In the November issue of Nature Materials, researchers Franco Nori of the Center for Theoretical Physics, Physics Department, Applied Physics Program, and the Center for the Study of Complex Systems at the University of Michigan and the Frontier Research System of the Institute of Physical and Chemical Research (RIKEN) in Tokyo, and Sergey Savel'ev of RIKEN have described a number of new ways to control the motion of flux quanta.

Magnetic fields penetrate superconducting materials via lattices of quantized magnetic flux, called vortices because electrons whirl around them without dissipating energy. Electrical currents, externally applied to superconducting devices, induce the motion of these magnetic flux quanta. This vortex motion produces noise that degrades the device performance in practical applications, such as the sensitive measuring of the magnetic fields produced by the brain. Therefore, the precise control of the motion of these vortices is of central importance for applications involving superconducting materials.

By controlling the motion of quanta inside superconducting materials, the new devices allow the design of micro-machines such as "pumps," "diodes" and "lenses" of magnetic flux quanta to create specific magnetic profiles within a given sample or device. This would give designers the ability to remove unwanted flux trapped inside superconducting devices and enable researchers to increase the magnetic field in designated target regions inside materials, which would "magnetically focus" nearby magnetic particles.

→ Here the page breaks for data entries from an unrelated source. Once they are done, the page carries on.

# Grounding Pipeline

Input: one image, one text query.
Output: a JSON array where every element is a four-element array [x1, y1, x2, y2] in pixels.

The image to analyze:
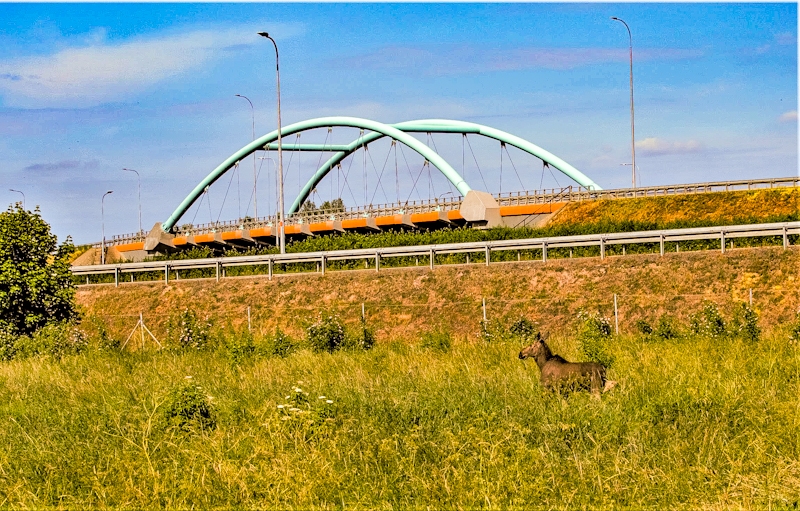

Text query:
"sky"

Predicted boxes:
[[0, 3, 798, 244]]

Inspired by the design of biological "motors" that use sawtooth-shaped spatially asymmetric structures (one slope of the sawtooth-shaped structure has a steep slope, and the other one a mild slope) to move small objects, Nori and Savel'ev propose using time-asymmetric forces to achieve a similar sawtooth pattern. By repeatedly pushing slowly in one direction, and fast in the opposite direction, they force magnetic flux quanta to move from one point to another inside materials. Their proposed solid-state devices could be used in specific technological applications, including the removal of unwanted fluctuating vortices inside the most sensitive magnetic field sensors used for medical imaging, and to sculpt the magnetic flux profile inside superconducting materials as needed for specific applications.

Moreover, these devices achieve control without having to resort to the cumbersome electron-beam lithography or irradiation techniques that are now used to pattern the host material. "(The researchers') groundbreaking idea is to apply a current or magnetic field to the superconductor that is asymmetric in time, rather than space," said G. D'Anna of the Ecole Polytechnique Federale de Lausanne in Switzerland, writing in the same issue of Nature Materials. "This remarkable proposal makes it possible to create asymmetric flux motion, which should inspire experimentalists to build a new generation of superconducting devices for controlling magnetic flux quanta."

One of the devices, for example, acts like a convex or concave lens, allowing the creation of a "changeable magnetic landscape" inside the superconducting material (see the two schematic diagrams of "magnetic lenses"). But the authors also stress that their idea has a broader scope. "These are a whole new class of micro-devices," Nori says. "The point is that in a complex system, a time-asymmetric external force applied to one set or species of moveable objects can precisely control the dynamics of another subset, even without the external force directly interacting with the latter. This allows novel ways of indirect manipulation and control of the motion of one species of particles by using another type that interacts with it. For instance, small particles with different electric charges or different magnetic moments could be manipulated via this technique."